Stopping your car, helping an animal, yes, might have caused you to be late for work and traffic to have stopped — but that would have been only momentarily — traffic was not going fast and with sound judgment you could have helped.

Do not turn away when the most innocent in our society need your help.

Dr. AnnaMaria Preston
Honolulu

ENVIRONMENT

STUDENT'S CHALLENGE: RECYCLE, DON'T WASTE

One of the biggest issues people have is that they don't recycle enough. Millions of resources (plastic, glass, paper, etc.) are thrown away only to be left to rot and take up huge amounts of space in landfills.

Wasting shouldn't be a modern habit. If the whole nation could take some time to recycle, then our environment would become cleaner; it would lessen landfills and the need for new resources.

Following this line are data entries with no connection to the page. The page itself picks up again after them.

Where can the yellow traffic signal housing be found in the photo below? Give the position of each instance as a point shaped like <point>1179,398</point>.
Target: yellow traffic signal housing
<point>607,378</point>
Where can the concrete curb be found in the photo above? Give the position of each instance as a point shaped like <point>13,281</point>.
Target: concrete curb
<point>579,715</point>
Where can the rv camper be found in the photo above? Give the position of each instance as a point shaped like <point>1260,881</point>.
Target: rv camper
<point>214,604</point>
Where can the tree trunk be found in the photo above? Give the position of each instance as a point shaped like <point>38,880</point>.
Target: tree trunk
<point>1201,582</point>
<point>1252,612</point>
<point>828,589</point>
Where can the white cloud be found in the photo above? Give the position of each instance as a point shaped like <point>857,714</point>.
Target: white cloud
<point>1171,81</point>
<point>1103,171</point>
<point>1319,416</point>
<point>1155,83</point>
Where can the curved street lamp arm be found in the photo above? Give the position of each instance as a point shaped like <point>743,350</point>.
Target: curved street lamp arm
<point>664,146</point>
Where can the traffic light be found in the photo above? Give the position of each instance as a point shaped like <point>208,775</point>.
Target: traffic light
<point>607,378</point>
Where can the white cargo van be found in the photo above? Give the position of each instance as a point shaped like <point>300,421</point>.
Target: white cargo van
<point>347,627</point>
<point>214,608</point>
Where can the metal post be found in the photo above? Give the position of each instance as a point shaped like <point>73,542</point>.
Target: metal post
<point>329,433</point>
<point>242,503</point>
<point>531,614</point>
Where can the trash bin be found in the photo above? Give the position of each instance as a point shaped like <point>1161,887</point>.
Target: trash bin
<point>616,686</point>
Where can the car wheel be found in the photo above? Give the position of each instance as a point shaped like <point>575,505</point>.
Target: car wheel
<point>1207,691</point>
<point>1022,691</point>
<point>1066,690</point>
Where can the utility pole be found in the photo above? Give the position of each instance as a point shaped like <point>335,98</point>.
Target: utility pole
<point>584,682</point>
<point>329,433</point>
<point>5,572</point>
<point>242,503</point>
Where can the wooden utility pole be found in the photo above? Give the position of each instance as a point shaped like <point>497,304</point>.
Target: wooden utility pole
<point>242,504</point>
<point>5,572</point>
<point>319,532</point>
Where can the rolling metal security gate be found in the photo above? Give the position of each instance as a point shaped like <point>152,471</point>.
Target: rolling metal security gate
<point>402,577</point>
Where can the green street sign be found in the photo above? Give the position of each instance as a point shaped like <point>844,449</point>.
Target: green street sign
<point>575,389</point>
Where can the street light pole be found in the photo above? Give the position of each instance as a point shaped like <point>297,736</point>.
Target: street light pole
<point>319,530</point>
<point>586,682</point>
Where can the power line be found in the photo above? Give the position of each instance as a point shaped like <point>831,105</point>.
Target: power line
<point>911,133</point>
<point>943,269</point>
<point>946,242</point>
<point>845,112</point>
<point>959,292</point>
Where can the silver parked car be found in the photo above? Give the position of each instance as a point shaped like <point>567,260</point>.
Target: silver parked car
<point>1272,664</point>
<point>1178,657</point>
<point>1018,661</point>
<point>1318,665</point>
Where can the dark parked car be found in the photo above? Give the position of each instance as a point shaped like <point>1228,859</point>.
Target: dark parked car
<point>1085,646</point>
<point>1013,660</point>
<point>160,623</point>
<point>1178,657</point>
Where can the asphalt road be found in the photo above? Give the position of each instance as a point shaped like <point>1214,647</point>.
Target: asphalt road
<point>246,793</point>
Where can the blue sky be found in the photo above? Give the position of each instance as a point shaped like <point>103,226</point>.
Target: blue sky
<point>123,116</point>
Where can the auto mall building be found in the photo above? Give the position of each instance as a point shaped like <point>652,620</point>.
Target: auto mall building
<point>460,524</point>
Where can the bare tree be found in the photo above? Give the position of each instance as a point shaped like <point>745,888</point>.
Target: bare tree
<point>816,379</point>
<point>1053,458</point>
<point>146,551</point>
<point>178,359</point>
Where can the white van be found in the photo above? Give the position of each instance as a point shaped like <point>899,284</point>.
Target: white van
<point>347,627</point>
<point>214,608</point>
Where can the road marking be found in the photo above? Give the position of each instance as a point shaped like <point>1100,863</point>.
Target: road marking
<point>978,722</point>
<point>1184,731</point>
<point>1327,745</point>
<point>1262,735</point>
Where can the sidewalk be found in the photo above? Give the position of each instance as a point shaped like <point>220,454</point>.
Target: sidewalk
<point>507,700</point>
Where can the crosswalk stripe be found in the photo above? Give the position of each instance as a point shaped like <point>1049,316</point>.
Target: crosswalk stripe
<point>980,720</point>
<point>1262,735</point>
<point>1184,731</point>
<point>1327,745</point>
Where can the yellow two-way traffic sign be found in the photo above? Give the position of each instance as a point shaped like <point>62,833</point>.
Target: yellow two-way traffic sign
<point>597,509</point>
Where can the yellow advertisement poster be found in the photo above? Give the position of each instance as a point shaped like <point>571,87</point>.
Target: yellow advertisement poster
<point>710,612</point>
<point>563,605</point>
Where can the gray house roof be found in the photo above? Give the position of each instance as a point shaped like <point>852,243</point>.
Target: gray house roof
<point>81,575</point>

And who wouldn't want cash? Recycling cash-redeemable resources will give consumers some of their money back.

The monthly collection of plastic bottles and aluminum cans and the monthly visits to recycling drop-offs can give an average person $20 to $30. My family accumulates more than $40 worth of cans and bottles every two months.

Some of my high school's classes have recycling bins for bottles. Students always put their bottles in there instead of the trash. If the government can create a mass recycling system with more recycling drop-off sites and green bins next to public and home trash bins, then I'm sure people will recycle more.

C'mon, everyone! We have to start using the most out of our resources. Is it so wrong to recycle?